Another year is here. Another new beginning. I like new years. Some years I am sad to see it go, other years I can't wait to flip the calendar pages for a chance to start over, and other years I just roll right into the new one not much different from the day before. As I look back at 2012 the best word to describe my year is "stretch-marks". And not the kind left over from my post-pregnancy days. The kind that you can not see on me, but the ones you feel if you were to look into my heart. For 2012 was my year to stretch...far and wide...and it left many marks.
I spent much of my last year feeling the pull God was asking from me to teach me, mold me, make me more of His...and less of mine. In many ways I feel like I slipped out of my old skin and into new, barely able to recognize some parts of who I had become along the way and oh so thankful for the chance to do better, to be better. I allowed myself the freedom to not be many things and in the process was freed to be just me in many ways I didn't know I was capable of.

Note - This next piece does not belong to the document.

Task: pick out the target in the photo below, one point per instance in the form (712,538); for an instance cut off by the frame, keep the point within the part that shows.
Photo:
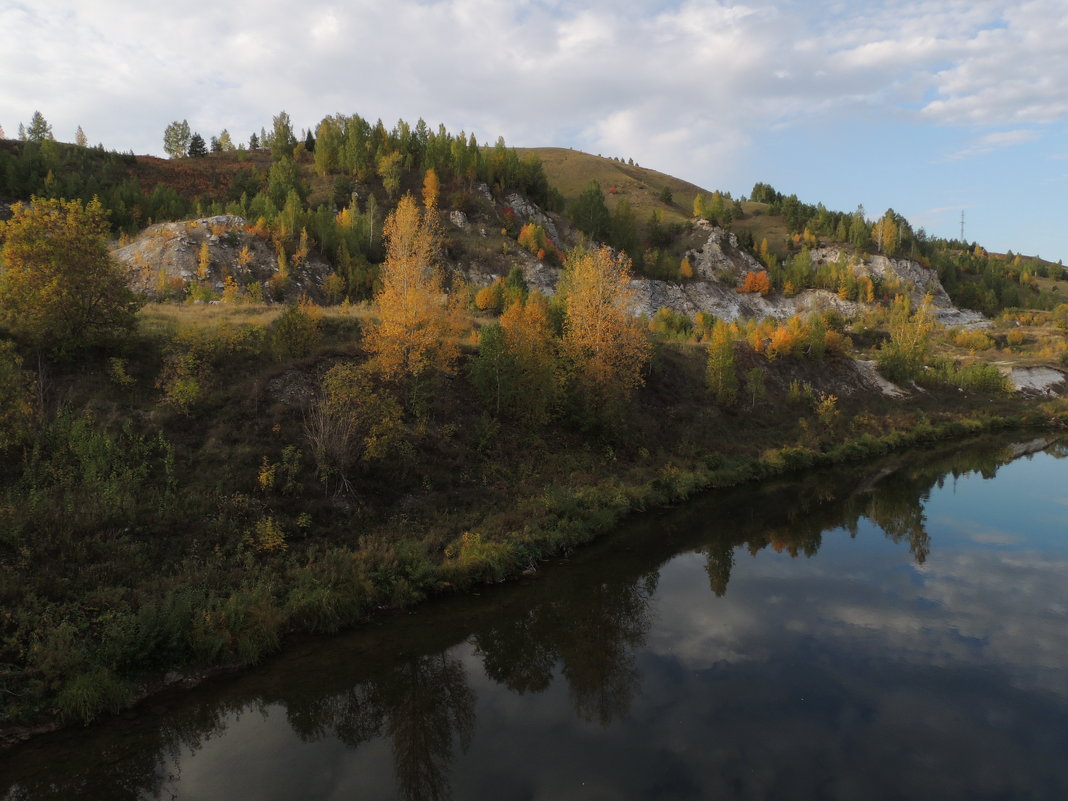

So like many new years I look back and think forward for what is to come. I like to have places in my life that I am working on to better myself and often the month of January finds me scribbling some new goals down some where and making plans to plant those new goals into my every day life. Not your typical lose weight and eat better resolutions, but life growing goals that can affect me and the people around me. If you look back here, a year ago, I had put in front of me a whole list of new goals. Those goals were good things and some of them I worked on and some of them I did nothing about except think about them. I made those goals in what I might call my Martha days. In my Martha days, I was much like Martha from the story of Mary and Martha in the Bible. I spent a lot of time preparing, planning, and trying to be ready. For what? Everything. My list of things to get done seemed pages thick and the Martha in me didn't take many breaks to be much like Mary.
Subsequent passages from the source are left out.